Les micro et petites entreprises (de 2 à 49 travailleurs) et les travailleurs indépendants - qui forment ensemble de petites unités économiques - représentent la grande majorité de l'emploi dans de nombreux pays. Ils représentent plus de 90 % de l'ensemble des travailleurs dans la plupart des pays d'Afrique orientale, centrale et occidentale et d'Asie du Sud, et plus de 80 % dans la plupart des pays d'Asie du Sud-Est, d'Asie centrale et occidentale et des États arabes. En Amérique latine et dans les Caraïbes, les petites unités économiques représentent de 52 % de l'emploi au Chili à plus de 90 % en Bolivie et au Honduras. Mais même en Europe et dans d'autres économies à revenu élevé, elles représentent plus de la moitié de l'emploi total. Cette prévalence généralisée dans le monde met en évidence les importantes opportunités d'emploi générées par les petites unités économiques dans presque tous les secteurs économiques.

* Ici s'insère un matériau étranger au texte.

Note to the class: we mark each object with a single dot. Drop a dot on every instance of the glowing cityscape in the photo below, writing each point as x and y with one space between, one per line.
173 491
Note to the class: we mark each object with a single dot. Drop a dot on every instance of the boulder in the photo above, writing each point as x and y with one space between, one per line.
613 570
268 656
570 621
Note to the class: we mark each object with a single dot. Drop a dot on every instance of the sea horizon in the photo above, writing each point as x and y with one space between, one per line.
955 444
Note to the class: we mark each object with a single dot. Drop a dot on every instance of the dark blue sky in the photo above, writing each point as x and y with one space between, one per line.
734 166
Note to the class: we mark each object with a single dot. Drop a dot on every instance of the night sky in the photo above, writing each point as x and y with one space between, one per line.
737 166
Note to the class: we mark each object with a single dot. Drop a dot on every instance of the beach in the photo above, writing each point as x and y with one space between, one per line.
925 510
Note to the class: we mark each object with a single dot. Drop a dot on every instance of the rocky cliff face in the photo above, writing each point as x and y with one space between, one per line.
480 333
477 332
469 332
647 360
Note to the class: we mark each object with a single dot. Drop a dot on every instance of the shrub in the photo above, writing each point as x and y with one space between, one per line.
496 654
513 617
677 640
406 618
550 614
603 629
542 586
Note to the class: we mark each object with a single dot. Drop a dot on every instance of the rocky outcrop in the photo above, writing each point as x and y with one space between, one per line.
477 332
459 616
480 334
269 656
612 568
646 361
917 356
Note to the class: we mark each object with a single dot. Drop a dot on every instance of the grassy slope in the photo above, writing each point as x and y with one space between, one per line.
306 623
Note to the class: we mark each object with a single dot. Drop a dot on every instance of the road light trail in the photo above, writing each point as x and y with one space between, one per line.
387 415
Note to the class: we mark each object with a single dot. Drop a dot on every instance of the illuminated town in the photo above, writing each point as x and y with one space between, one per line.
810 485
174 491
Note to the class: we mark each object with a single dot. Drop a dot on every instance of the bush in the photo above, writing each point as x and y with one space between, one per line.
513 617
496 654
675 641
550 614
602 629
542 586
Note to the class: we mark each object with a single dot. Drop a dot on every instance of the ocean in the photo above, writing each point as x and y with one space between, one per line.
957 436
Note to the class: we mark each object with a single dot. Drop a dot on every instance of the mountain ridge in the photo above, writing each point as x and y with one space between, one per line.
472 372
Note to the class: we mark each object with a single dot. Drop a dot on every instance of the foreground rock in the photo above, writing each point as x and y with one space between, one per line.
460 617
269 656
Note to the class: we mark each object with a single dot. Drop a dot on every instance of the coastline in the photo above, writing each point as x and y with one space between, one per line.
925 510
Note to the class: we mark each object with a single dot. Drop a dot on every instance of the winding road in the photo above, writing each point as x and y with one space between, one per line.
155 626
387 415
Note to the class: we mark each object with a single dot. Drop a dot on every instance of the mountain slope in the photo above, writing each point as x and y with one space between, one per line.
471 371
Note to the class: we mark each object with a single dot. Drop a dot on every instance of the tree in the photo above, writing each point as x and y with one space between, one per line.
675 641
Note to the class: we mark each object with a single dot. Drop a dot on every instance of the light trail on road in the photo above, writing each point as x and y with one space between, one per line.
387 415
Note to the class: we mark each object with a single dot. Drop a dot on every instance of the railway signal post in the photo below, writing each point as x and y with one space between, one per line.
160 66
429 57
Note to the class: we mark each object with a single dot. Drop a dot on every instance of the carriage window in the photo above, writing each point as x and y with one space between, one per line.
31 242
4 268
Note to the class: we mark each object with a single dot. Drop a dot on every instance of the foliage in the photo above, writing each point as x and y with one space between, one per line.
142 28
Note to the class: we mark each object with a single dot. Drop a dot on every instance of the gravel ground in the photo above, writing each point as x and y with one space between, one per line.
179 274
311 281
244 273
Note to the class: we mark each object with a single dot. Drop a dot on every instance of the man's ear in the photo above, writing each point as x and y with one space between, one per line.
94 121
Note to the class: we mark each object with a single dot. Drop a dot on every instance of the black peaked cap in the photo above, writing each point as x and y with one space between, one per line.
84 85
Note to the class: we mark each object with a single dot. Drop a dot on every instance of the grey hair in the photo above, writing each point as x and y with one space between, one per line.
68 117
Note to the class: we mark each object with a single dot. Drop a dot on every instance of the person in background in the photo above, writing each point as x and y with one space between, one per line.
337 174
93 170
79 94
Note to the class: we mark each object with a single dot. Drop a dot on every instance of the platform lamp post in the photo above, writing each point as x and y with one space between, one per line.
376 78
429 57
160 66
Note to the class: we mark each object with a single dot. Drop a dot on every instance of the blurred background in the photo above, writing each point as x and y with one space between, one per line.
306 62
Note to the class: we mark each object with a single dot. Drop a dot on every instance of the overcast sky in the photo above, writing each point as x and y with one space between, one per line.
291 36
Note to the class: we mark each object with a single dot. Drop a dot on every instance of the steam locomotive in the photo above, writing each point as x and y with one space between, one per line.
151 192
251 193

La contribution inestimable des travailleurs indépendants et des micro et petites entreprises à la création d'emplois est reconnue depuis longtemps. On sait également que les petites unités économiques sont confrontées à de nombreux défis qui entravent leur croissance et leur viabilité. Il s'agit notamment de l'accès limité au financement, aux capitaux, aux marchés, à l'infrastructure numérique, à l'amélioration des compétences et au soutien du gouvernement, ainsi qu'à d'autres facteurs clés. Nombre de ces défis sont spécifiques au contexte, liés aux secteurs économiques dans lesquels elles opèrent et à leur statut souvent informel dans de nombreux pays. En raison de tous ces facteurs, les petites unités économiques sont très vulnérables aux crises économiques - comme l'a montré la pandémie de COVID-19 -, aux catastrophes naturelles et à d'autres perturbations. Dans un monde du travail en évolution rapide et dans le contexte d'une transition juste, il est plus que jamais essentiel de soutenir les petites unités économiques par des mesures politiques clés, afin de garantir leur résilience et leur rôle continu dans la génération de revenus et de moyens de subsistance pour la grande majorité de la population mondiale.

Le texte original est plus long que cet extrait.